Ruth Linhart | Frauen der ersten Stunde | Texte
Mit den österreichischen Gewerkschafterinnen beim Int. Frauenseminar in La Brevier 1953
»Die Verwaltung aufzubauen, das war das
Allerschwierigste«, schildert Valerie K. in einem Satz jene Aufgabe, die
ihr in den Nachkriegsjahren zum Lebensmittelpunkt wurde.
Wenige Tage vor
ihrer Übersiedlung in ein Pensionistenheim stellt sich die 80jährige
für ein Interview zur Verfügung, inmitten des Aufbruchs aus einer
Wohnung, in der sie den Großteil ihres Lebens verbracht hatte, einer
Wohnung, die angefüllt von Zeitzeugnissen in Mappen, Kästen und
Regalen ist.
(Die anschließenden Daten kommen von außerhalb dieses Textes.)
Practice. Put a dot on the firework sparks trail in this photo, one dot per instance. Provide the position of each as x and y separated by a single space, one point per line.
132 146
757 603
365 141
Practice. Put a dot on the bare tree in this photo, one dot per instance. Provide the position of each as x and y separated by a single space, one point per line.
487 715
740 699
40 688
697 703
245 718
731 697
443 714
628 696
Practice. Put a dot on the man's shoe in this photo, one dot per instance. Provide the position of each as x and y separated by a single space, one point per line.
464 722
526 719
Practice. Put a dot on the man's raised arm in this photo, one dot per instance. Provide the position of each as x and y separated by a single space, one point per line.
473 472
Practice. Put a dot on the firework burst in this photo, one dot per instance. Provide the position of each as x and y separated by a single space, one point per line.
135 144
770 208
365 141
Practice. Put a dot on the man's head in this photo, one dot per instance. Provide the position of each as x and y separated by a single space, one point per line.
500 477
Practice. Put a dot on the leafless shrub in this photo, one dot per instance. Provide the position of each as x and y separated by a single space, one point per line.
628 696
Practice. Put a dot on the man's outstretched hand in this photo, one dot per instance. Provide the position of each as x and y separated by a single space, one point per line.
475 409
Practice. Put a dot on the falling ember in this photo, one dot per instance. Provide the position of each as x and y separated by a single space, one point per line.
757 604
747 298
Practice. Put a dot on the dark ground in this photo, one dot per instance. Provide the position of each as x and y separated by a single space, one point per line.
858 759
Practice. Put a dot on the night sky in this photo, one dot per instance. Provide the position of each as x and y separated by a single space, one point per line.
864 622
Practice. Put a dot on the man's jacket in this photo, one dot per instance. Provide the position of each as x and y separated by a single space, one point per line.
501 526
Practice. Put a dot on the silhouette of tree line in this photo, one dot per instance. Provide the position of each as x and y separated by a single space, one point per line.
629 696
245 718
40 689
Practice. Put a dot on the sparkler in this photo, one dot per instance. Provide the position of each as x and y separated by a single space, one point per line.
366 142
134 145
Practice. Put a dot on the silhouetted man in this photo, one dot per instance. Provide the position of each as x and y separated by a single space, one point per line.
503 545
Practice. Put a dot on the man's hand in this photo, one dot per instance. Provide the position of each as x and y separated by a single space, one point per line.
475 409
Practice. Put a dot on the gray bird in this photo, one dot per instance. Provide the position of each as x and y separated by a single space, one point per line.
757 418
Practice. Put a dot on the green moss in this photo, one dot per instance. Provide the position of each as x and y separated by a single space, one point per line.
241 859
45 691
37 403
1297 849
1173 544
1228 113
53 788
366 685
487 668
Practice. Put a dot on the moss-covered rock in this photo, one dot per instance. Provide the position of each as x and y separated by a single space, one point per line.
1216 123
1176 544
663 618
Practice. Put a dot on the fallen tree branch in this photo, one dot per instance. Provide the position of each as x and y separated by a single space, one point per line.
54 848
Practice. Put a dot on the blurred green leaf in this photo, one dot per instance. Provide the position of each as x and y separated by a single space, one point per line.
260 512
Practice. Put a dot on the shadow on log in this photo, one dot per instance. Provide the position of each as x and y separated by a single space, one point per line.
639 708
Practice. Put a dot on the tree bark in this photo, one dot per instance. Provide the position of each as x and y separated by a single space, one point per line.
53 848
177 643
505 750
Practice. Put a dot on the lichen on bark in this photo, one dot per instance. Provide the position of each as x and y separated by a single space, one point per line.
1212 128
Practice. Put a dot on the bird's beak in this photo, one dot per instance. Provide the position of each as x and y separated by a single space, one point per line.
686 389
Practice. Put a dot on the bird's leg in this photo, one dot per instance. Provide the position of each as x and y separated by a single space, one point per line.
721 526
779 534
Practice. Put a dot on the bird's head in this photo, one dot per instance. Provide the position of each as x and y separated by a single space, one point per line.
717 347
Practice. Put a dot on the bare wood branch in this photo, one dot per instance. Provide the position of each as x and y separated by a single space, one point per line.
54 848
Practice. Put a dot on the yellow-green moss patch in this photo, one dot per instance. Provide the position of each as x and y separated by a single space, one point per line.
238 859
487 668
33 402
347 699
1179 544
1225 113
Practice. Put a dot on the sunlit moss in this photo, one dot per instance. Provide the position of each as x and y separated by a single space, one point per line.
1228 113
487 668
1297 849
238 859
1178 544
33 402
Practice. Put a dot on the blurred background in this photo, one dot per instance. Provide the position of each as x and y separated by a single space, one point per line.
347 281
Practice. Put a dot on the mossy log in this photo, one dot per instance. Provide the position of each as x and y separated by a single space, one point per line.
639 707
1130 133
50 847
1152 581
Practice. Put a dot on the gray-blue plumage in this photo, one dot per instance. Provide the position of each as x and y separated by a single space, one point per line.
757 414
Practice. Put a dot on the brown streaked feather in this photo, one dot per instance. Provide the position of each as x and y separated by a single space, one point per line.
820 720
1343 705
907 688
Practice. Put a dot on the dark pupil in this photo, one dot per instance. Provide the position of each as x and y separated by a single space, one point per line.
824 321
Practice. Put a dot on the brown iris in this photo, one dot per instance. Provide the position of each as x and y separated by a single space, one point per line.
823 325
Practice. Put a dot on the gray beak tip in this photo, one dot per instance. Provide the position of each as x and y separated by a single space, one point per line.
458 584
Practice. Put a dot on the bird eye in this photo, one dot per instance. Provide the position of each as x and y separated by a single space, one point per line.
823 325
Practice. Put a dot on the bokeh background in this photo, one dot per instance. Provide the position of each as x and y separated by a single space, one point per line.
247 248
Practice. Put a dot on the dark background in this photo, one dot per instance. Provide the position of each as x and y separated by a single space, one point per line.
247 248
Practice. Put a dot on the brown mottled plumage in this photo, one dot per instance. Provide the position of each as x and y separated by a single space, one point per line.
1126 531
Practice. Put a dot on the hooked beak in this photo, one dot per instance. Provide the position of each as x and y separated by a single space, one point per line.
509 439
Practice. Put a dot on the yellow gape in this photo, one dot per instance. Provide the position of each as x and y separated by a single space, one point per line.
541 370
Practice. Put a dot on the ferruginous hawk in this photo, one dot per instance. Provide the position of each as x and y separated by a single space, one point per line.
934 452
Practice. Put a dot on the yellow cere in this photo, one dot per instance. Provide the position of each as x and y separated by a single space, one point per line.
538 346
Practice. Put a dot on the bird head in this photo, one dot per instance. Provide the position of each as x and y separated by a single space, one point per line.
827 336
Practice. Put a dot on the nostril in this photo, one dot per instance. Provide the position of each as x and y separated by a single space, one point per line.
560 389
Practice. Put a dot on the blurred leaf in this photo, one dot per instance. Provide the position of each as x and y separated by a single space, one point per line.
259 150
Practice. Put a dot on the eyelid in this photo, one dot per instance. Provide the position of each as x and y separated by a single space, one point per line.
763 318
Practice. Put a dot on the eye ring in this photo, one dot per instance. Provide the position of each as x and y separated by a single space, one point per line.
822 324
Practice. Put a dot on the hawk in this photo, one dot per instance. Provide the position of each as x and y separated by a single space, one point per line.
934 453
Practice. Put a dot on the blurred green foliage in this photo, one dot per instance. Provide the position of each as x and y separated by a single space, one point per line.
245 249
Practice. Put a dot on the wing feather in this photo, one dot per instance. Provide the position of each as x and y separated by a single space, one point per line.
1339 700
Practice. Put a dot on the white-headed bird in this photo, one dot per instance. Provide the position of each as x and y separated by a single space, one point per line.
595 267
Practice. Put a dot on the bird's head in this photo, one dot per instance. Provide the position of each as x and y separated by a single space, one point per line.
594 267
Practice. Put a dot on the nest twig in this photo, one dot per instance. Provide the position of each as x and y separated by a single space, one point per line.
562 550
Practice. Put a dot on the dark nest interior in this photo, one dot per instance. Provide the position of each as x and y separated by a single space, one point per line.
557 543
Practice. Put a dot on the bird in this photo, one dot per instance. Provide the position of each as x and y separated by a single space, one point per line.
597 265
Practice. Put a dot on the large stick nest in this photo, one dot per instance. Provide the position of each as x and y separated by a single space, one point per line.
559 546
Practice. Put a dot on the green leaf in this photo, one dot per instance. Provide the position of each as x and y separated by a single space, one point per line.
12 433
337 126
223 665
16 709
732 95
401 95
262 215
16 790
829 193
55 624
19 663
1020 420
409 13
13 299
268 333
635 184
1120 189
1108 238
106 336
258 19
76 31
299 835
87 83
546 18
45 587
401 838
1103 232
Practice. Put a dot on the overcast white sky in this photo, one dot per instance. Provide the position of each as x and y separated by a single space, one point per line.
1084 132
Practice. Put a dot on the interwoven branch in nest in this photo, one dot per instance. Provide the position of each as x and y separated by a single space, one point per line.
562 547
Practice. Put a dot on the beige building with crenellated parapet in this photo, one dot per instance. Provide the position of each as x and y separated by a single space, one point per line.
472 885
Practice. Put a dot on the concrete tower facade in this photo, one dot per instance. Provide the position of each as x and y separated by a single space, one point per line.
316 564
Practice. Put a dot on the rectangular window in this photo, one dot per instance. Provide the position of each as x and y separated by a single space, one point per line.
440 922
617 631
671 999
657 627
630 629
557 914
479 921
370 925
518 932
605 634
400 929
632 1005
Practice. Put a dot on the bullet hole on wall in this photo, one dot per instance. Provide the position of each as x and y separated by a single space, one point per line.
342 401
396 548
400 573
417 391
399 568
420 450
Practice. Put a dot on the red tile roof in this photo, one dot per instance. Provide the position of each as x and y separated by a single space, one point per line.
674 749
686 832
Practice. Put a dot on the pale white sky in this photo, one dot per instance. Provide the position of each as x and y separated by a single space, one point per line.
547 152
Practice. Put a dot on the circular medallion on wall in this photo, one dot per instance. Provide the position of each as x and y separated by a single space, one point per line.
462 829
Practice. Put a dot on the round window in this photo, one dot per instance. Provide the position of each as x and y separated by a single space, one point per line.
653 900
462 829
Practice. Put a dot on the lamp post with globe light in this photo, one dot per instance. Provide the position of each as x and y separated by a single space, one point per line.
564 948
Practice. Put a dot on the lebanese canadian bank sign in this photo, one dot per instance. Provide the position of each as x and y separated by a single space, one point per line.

Zwischen Bücherrücken fällt ein gerahmtes Farbphoto
auf. Die abgebildeten jungen Frauen sind ihre Nichten. Valerie K. hat keine
Kinder. Und ihr Ehemann starb 1947 auf tragische Weise, nachdem er die
Schrecken des Krieges als Soldat überstanden hatte.
»April 1945, welche Erinnerungen verbinden Sie damit?«
» 1945 im April hatte sich die Arbeit überall aufgehört.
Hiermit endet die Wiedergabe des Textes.